Restore getting stuck for 10 min at different intervals due to "Failed to discover group" and "I0308: client-side throttling" #7516

mayankagg9722 · 2024-03-13T12:21:37Z

What steps did you take and what happened:
Triggered restore and the restore operation got halt/stuck for 10 min at different intervals when its in-progress due to which it took longer than expected to complete.

What did you expect to happen:
Restore flow should not be halt/stopped due to the "Failed to discover group" and "I0308: client-side throttling" errors.

Failures observed at which velero got stuck/halt:

Failed to discover group: external.metrics.k8s.io/v1beta1
Different GET requests failing in cluster.
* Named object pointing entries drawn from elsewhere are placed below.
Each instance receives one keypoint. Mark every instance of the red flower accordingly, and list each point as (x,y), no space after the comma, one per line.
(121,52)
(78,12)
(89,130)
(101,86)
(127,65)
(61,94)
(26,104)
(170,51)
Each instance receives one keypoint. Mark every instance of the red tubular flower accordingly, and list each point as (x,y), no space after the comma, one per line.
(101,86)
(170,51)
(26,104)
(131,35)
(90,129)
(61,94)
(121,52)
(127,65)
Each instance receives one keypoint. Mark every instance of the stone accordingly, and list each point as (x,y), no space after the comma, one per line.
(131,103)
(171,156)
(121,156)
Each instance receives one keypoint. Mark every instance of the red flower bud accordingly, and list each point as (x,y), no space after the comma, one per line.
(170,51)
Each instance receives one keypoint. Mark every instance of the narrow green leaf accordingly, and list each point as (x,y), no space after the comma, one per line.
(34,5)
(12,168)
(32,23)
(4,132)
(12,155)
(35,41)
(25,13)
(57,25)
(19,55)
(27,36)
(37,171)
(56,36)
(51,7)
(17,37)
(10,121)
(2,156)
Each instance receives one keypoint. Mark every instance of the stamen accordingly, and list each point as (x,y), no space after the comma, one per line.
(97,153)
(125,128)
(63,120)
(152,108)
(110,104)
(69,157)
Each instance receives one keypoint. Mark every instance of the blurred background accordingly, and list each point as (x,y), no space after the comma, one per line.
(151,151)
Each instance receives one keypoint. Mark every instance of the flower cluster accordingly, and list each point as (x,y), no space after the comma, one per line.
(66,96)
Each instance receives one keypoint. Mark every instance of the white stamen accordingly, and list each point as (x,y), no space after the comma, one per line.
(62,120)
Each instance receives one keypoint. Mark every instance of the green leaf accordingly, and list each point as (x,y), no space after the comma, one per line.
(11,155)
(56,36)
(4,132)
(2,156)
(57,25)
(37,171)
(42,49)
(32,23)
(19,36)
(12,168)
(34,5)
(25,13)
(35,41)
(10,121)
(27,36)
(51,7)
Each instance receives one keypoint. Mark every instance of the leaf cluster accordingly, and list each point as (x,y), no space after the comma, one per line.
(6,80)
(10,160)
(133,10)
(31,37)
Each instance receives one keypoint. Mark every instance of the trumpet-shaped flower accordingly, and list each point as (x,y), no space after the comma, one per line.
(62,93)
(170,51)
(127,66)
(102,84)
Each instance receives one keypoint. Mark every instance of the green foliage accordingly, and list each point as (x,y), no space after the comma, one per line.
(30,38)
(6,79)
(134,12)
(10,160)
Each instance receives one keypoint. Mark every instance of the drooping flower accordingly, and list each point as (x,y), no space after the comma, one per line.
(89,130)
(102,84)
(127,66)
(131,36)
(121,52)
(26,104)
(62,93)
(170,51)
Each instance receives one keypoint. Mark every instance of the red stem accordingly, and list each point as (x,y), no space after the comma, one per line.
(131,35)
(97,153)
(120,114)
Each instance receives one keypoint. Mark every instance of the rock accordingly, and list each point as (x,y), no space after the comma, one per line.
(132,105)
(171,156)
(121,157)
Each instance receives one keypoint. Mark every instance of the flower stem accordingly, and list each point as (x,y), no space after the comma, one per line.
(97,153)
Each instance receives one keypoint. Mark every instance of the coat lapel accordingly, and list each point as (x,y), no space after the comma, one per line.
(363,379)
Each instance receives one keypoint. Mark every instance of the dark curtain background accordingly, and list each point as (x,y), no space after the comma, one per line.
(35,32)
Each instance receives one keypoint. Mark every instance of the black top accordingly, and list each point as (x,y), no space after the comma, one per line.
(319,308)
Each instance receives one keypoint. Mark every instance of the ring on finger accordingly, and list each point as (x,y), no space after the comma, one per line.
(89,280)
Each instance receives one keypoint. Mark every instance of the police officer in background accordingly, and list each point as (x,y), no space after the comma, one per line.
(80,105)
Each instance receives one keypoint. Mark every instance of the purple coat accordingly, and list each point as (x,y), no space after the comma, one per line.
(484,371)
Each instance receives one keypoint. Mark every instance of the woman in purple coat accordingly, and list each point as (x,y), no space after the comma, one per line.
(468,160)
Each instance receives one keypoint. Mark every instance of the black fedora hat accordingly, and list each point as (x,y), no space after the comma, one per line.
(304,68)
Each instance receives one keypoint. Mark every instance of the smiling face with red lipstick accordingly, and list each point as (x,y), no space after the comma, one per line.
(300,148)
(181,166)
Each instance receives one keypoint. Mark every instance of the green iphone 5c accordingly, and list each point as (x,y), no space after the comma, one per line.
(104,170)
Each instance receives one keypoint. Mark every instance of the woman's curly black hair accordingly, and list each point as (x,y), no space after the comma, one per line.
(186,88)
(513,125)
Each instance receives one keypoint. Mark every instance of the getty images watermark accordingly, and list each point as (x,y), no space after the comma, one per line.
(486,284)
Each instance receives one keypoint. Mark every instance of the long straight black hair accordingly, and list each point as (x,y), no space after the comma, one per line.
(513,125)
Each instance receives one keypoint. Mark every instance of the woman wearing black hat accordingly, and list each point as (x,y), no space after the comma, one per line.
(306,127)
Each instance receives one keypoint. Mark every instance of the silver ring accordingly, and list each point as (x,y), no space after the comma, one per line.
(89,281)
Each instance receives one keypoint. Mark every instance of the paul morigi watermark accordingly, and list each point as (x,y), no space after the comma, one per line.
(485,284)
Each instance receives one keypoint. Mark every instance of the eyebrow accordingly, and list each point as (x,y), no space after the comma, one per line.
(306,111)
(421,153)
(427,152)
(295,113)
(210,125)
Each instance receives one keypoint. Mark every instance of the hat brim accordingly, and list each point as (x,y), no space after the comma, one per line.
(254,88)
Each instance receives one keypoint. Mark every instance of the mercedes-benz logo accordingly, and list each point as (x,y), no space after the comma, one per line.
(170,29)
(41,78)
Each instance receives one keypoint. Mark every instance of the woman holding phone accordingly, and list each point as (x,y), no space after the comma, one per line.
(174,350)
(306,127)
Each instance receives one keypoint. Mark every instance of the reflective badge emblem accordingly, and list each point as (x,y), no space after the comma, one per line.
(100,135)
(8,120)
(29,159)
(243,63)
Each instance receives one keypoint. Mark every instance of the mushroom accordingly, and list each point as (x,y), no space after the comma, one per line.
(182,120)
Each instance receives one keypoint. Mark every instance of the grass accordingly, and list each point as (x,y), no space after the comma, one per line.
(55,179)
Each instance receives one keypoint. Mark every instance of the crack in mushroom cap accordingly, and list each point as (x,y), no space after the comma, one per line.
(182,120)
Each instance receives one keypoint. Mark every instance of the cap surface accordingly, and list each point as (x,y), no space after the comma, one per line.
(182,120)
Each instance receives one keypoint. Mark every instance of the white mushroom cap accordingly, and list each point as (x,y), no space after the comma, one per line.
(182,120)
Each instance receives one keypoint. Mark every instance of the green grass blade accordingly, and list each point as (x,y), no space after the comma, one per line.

Sample: I0308 15:14:27.441940 1 request.go:690] Waited for 1.039794137s due to client-side throttling, not priority and fairness, request: GET:https://<akscluster>.eastus2.azmk8s.io:443/apis/image-assurance.operator.tigera.io/v1?timeout=32s :: {}

The following information will help us better understand what's going on:

We have observed below logs in the cluster from velero:

Restore is properly happening in the cluster until it restored 244 items.
Time: 2024-03-08 14:49:30.6996640
Log: Restored 244 items out of an estimated total of 1885 (estimate will change throughout the restore) :: {"name":"default","namespace":"tigera-dex","progress":"","resource":"serviceaccounts"}

then we are observing failures and the restore operation got halt/stuck for 10 min.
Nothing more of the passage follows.